Et peu à peu l'humain s'extirpe
D'entrailles dont il se croit né,
Irrigue peu à peu ses tripes,
Du sang chaud de sa destinée.

La sueur de la nuit s'échappe des égouts,
Maculant de soupirs la décence nocturne.
Machine d'agonie nourrie des bouches, des goûts,
Après les fumées noires : le froid, la cendre, l'urne.

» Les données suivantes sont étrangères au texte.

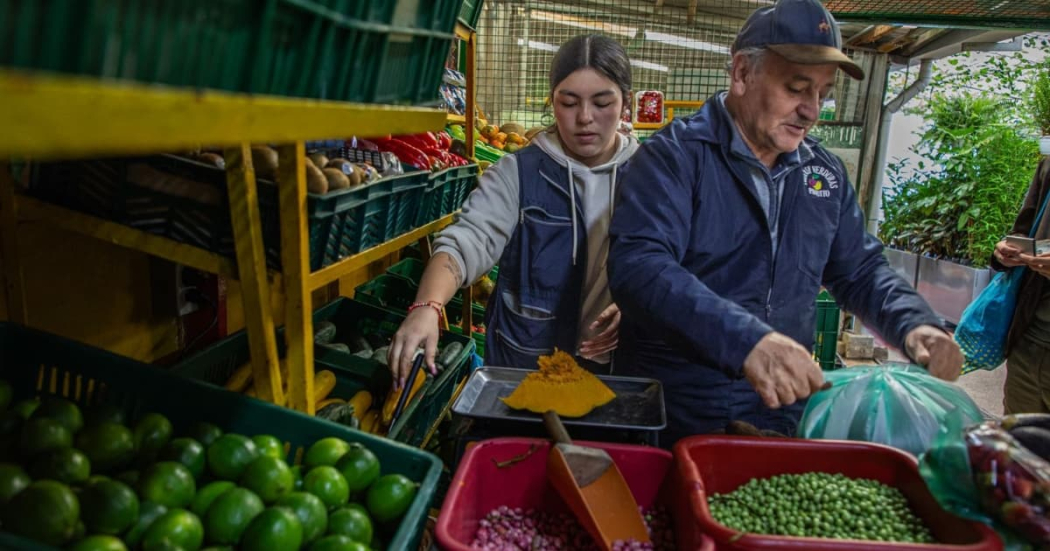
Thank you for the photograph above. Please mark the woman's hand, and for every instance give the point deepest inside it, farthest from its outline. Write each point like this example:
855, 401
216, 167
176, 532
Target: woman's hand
606, 340
1007, 254
1038, 263
419, 329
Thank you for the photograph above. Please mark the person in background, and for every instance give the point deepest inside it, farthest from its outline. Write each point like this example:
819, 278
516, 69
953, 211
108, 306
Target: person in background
728, 224
1028, 341
543, 214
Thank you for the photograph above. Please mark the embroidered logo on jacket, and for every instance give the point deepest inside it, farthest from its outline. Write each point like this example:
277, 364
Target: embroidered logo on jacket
819, 181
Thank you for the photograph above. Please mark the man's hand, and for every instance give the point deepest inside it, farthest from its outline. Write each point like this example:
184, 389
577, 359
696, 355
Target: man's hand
935, 350
1038, 263
781, 371
1007, 255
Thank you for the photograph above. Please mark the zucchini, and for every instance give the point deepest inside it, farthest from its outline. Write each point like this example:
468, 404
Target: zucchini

Un givre fin qui s'épaissit,
Recouvre l'usine de glace,
Alors que marchent des messies,
Nus dans la nuit qui les enlace.

La chaleur a changé de camp,
Le fer lassé d'être battu,
Ne rougit plus de ses volcans,
Ne se dresse plus en statues.

Mille machines implacables
S'emballent, fument et fracassent,
De sang, de muscles, indomptable,
La femme vit, sans carapace.

samedi 14 mars 2020

Le prisme du corps

Le prisme du corps


Parlons de l'oublié de la philosophie,
Du tabou des apôtres et des moralistes :
La chaire que l'esprit condamne à l'atrophie,
Et la mort annoncée des transcendantalistes.

Restreignons l'analyse à nous autres vivants,
Et définissons nous comme humbles autocrates,
D'un empire de peau, de fluides clivants :
Sans organe, sans os, il n'est plus de Socrate.

Nous voici citoyens de mille carapaces,
Qui, Dieu nous en fit grâce, sont murs translucides.
Ainsi nous observons de nos yeux de rapaces,
Mais le corps entier voit pour nous rendre lucides !

Et ces masses de chaires, splendides poétesses,
Savent en une fièvre repeindre le monde,
Nous convaincre du pire avec délicatesse,
Ou changer les aimés en chimères immondes.

Quand nous nous évadons et croyons réfléchir,
Les fantômes toujours de sensations passées,
Caressent nos esprits et viennent infléchir
Nos idées, nos songes : tout est cadenassé.

Dans nos prisons de peau, attendons nous la mort ?
Que dit la maladie couchée nue sur nos lits ?
Pourrons nous dans la tombe dire tous nos remords ?
Le temps du corps est là, qui nous réconcilie.

Voyons changer la rue au gré de nos symptômes,
Les nuages soudain se figent, accélèrent,
Sous les combinaisons de nos propres atomes,
Naissent au même instant orgasmes ou colères.

Sous le prisme du corps, notre monde fleurit,
Nuances infinies des faiblesses humaines,
Sous le prisme du corps, aucun rêve proscrit,
Ouvre les yeux, explore ton immense domaine.